UPDATE: Crimea's regional government has allegedly petitioned the Russian Federation for integration.
Over the course of a few weeks, the Crimean protests have gone from a simple civil demonstration to a full-blown international crisis. the US, UK, Germany, France, Poland and many more nations have condemned Russia, saying that it is breaking international law and Ukrainian sovereignty my sending troops into Crimea.
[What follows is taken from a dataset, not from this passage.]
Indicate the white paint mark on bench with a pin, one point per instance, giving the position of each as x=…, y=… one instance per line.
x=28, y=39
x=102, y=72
Most of the crisis can be traced back to the ousting of Ukraine’s pro-Russian government, and its replacement with a pro-EU nationalist government. Russia, allegedly to protect its citizens in Crimea (ethnic Russians make up roughly 60% of Crimea’s population), has moved troops in for a military intervention in Crimea. With control over airports and ports along with anywhere from six to twenty-eight thousand troops in Crimea and assorted pro-Russian volunteers and Ukrainian defectors (information on defectors is suspect, as it all comes from pro-Russian news), Russia seems to be in position to seize Crimea and its valuable warm-water port of Sevastopol.
The Ukrainian response has been, obviously, against Russia’s intervention. Three ex-Presidents of Ukraine have accused Russia of interfering in Crimea’s internal affairs, current President Oleksandr Turchynov warned of a serious risk of separatism in the Ukraine due to it’s almost 50/50 pro-EU pro-Russia split. The armed forces of the Ukraine have been put to full readiness, and the amount of people volunteering for the reserves has skyrocketed. The international reaction has been similarly negative, with most countries interpreting Russia’s actions as military intervention in a sovereign state. The international condemnation has only increased after Robert H. Serry, UN Special Envoy to the Ukraine, was taken hostage by armed gunmen and forced to abandon his mission to the Ukraine. The United States have even threatened to remove Russia from the Group of Eight (G8) bloc, and has abstained from and G8 summits until the crisis is resolved.